If you use an iPhone X, the new iPad gestures will be familiar to you, but if you don’t, it could take a bit of time to get used to.
Dock Changes: Getting to the Home Screen and App Switcher
In iOS 11, when you wanted to access the Home screen from within an app, you would press the Touch ID Home button. That’s still true, but you can also now get to the Home screen when you swipe up from the bottom of the display, as demoed in the video above.
When in an app, swiping up from the bottom of the screen takes you right to the Home screen rather than just bringing up the iPad Dock within an app.
To get to the Dock to open more than one app for multitasking purposes, you need to do a swipe and a slight hold hold rather than just a swipe at the bottom inch of the screen while you have an app open already.

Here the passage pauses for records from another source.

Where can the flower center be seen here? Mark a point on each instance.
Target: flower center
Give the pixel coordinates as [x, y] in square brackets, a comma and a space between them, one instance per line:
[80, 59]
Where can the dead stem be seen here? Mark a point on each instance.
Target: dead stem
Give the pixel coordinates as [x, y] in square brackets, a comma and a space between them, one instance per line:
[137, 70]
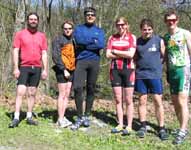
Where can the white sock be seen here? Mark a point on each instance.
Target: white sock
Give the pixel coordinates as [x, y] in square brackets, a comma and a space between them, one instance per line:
[29, 114]
[16, 115]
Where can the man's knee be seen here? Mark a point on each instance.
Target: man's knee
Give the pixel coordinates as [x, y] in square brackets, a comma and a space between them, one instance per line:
[21, 90]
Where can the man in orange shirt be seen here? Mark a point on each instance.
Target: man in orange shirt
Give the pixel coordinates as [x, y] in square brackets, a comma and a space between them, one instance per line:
[30, 64]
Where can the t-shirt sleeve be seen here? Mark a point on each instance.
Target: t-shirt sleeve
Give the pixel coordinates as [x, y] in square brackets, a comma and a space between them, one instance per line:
[134, 41]
[109, 43]
[44, 42]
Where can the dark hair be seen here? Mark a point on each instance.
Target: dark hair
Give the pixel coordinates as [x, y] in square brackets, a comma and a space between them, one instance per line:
[147, 22]
[33, 13]
[169, 13]
[67, 22]
[124, 20]
[89, 9]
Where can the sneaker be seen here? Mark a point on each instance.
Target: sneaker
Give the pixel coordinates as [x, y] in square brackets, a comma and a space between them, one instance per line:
[117, 129]
[126, 131]
[180, 137]
[14, 123]
[64, 123]
[77, 124]
[175, 132]
[141, 132]
[86, 121]
[30, 121]
[163, 135]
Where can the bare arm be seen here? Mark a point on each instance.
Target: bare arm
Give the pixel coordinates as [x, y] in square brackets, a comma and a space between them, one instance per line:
[15, 58]
[124, 54]
[45, 64]
[162, 48]
[109, 54]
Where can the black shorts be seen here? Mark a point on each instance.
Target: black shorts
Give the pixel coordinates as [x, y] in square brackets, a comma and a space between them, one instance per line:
[124, 78]
[60, 75]
[29, 76]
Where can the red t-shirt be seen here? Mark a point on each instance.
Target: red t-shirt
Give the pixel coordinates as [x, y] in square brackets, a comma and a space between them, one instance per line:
[123, 44]
[31, 46]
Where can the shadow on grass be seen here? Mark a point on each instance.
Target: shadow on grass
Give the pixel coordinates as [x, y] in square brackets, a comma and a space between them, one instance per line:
[107, 117]
[53, 114]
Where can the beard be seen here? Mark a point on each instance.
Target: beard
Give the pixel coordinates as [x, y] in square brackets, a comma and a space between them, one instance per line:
[32, 26]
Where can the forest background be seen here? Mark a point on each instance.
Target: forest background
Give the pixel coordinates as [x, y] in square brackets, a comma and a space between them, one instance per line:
[47, 136]
[54, 12]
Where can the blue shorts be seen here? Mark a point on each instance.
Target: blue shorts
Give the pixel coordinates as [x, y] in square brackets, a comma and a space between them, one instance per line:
[148, 86]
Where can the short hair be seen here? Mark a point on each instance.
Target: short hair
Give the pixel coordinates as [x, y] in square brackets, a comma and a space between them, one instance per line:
[33, 13]
[124, 20]
[169, 13]
[121, 18]
[89, 9]
[147, 22]
[67, 22]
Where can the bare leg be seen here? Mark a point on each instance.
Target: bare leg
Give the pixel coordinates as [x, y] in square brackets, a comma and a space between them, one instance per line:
[21, 90]
[31, 99]
[184, 112]
[159, 109]
[118, 98]
[142, 107]
[64, 92]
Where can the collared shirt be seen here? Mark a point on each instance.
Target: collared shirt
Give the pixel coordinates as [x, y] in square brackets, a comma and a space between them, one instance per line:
[124, 43]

If you swipe and hold a bit higher on the screen, you can access the App Switcher on the iPad for quickly swapping between apps or closing apps, which is done with a swipe upwards on an app card. This gesture works both within apps and at the Home screen.
Getting to Control Center
Control Center in iOS 11 was paired with the App Switcher and was accessible by swiping up on the Dock, but that gesture now opens the App Switcher alone without providing access to Control Center.
Getting to Control Center is now done by swiping downwards from the right portion of the status bar, where it displays your battery life and Wi-Fi/Cellular connection.
All other gestures on the iPad remain the same, such as a swipe downwards from the top middle of the display to bring up your notifications and a swipe to the right to get to the Today section for widget access, but there are other iPad improvements worth noting in iOS 12.
iPad Status Bar
The iPad’s status bar has been redesigned in iOS 12, and it now resembles the status bar of the iPhone X. The date and time are listed on the left hand side of the status bar, while battery life and Wi-Fi/Cellular signal and connection are displayed on the right hand side.
The middle of the display, where the date was previously shown, is left open, perhaps for a future notch. Prior to iOS 12, the iPad’s status bar did not show the date, so that’s also a new addition.
When typing on the iPad, if you press and hold on the space bar, it turns the keyboard into a trackpad to make it easier to navigate through a document and move the cursor.
This is a feature that has been available on iPhones with 3D Touch, but with iOS 12, it expands to the iPad.
On newer iPads with 2GB+ RAM, multitasking has been tweaked somewhat. While in iOS 11 you could have a maximum of two apps working simultaneously, on iOS 12, you can have three.
To use three apps at once, pair two apps in Split View with a Slide Over window. In this mode, all three apps are active, and while it’s true that the Slide Over window is going to block most of the second Split View window, you can still scroll through and use all three apps.
That is not true of iOS 11, where opening up a Slide Over window in Split View would deactivate the two Split View apps until the Slide Over window was dismissed.
Multitasking gestures in iOS 12 have not changed. Pull an app up from the dock and to the left or the right of the display to enter Split View mode, or pull an app over an existing app to enter Slide Over mode.
iOS 12 will be released to the public in the fall alongside new iPhones, but it is available in a beta capacity to developers and anyone who wants to become a public beta tester. iOS 12 should not be installed on a primary device because betas can introduce serious bugs, and make sure to create a backup before updating to the new software.